Gertie raised her hand. “I’m all right, Pansy. Just out of breath, that’s all.”
Pansy stared hard at her. “You don’t look all right. You’re all white and shivering. You must be catching a cold.”
“Yeah, that’s what it is.” Gertie somehow summoned up a grin. “You’d better stay away from me if you don’t want to catch it.”
Pansy backed off, though she still looked unconvinced.

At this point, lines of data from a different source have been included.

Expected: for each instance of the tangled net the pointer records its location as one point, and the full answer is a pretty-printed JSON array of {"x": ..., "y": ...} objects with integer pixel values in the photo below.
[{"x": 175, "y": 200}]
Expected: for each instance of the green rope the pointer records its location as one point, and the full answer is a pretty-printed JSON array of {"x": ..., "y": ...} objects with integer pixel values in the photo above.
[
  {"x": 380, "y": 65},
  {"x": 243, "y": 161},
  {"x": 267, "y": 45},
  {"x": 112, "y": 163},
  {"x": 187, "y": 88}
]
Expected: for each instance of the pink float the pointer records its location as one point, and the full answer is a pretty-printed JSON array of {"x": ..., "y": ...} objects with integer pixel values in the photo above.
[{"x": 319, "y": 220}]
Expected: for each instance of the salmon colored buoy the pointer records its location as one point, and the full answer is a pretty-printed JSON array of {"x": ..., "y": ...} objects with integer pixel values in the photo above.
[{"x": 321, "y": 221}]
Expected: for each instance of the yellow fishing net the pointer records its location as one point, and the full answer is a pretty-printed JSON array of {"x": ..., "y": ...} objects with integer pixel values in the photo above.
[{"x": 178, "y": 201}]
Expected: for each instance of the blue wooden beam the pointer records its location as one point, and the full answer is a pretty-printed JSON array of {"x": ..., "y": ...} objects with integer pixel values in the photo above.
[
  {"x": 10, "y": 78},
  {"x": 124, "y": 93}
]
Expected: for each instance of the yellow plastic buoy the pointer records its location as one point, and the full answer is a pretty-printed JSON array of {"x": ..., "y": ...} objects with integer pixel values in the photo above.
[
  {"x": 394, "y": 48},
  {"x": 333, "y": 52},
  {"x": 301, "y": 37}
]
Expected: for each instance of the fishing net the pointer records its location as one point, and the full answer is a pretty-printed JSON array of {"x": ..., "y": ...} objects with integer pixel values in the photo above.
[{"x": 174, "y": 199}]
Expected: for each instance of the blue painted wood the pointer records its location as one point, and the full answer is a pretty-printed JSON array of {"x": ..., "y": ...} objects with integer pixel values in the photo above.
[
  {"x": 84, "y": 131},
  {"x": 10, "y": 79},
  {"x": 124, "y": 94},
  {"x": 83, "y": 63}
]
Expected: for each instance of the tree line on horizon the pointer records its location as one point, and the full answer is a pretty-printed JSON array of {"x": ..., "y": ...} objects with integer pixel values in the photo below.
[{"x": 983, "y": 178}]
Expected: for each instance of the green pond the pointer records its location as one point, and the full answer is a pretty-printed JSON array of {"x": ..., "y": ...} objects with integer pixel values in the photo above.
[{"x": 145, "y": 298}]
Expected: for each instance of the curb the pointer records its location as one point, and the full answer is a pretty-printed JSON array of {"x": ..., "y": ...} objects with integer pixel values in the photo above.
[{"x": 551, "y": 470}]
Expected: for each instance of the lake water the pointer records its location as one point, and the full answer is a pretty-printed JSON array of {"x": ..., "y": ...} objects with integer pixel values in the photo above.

Gertie turned her back on her and started laying out the place settings. Thank the Lord for work. She needed to keep her mind off what she’d just discovered. She needed to see her twins, to remind her why falling in love with Clive Russell was absolutely the worst mistake she could ever make. She needed to remember how she felt when she found out that Ian was married, or when Ross died, or when Dan told her he was moving back to London without her.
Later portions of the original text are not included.